Business Unity South Africa (BUSA) welcomes today’s landmark Constitutional Court judgment that provides clarity on a long-standing issue around the exit of Mxolisi Nxasana and the subsequent appointment of Shaun Abrahams.
An effective NPA is crucial for the functioning of our democracy. This judgment affords President Cyril Ramaphosa an opportunity to correct the procedurally flawed appointments to an important institution that safeguards our constitutional democracy.
BUSA believes that a public and transparent process should be undertaken when appointing the new NDPP to foster and regain confidence in the institution. For the process to stand up to scrutiny, it should go through Parliament, as is the case with the appointments of the heads of Chapter Nine institutions.

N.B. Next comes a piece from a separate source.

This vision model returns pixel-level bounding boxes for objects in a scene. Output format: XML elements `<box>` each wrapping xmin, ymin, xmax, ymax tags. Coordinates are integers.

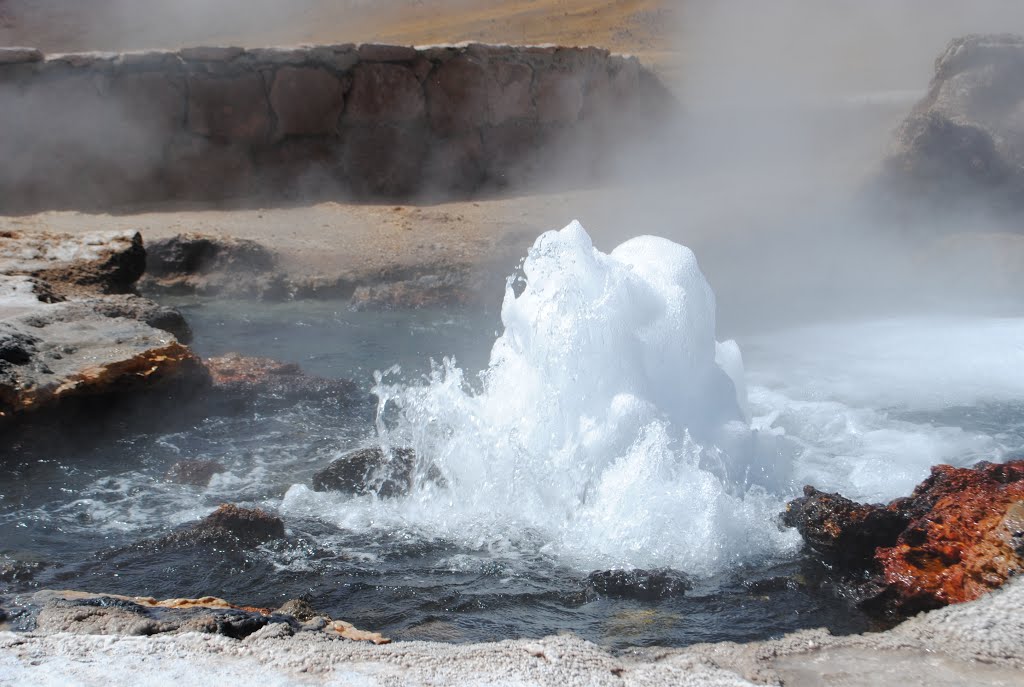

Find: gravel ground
<box><xmin>0</xmin><ymin>582</ymin><xmax>1024</xmax><ymax>687</ymax></box>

The BUSA Board last week partnered with the GCIS to undertake an anti-corruption and integrity pledge as these principles underpin the organisation’s ethos of conducting business in an ethical manner. The transparency and credibility of due legal process are a necessary precondition of creating a conducive environment for business to operate, which enable business to achieve its objective of inclusive growth, while also ensuring an optimal investment environment. S&P Global Ratings, Moody’s Investors Service and Fitch Ratings have consistently cited the strength, independence and stability of South Africa’s institutions as a credit positive for the country’s sovereign credit rating.
“This is an opportunity to open a new chapter. President Ramaphosa is aware of the importance of restoring credibility to the criminal justice system and can make a significant impact by ensuring the appointment of a respected, competent and independent head of the NPA,” said BUSA president Sipho Pityana.
“This is a momentous judgment that provides clarity and will, hopefully, bring certainty to the NPA. The efficacy of the NPA is crucial against the backdrop of the upcoming Zondo Commission of Inquiry and the proceedings that have already been instituted against those accused of having had a hand in state capture,” said BUSA CEO Tanya Cohen.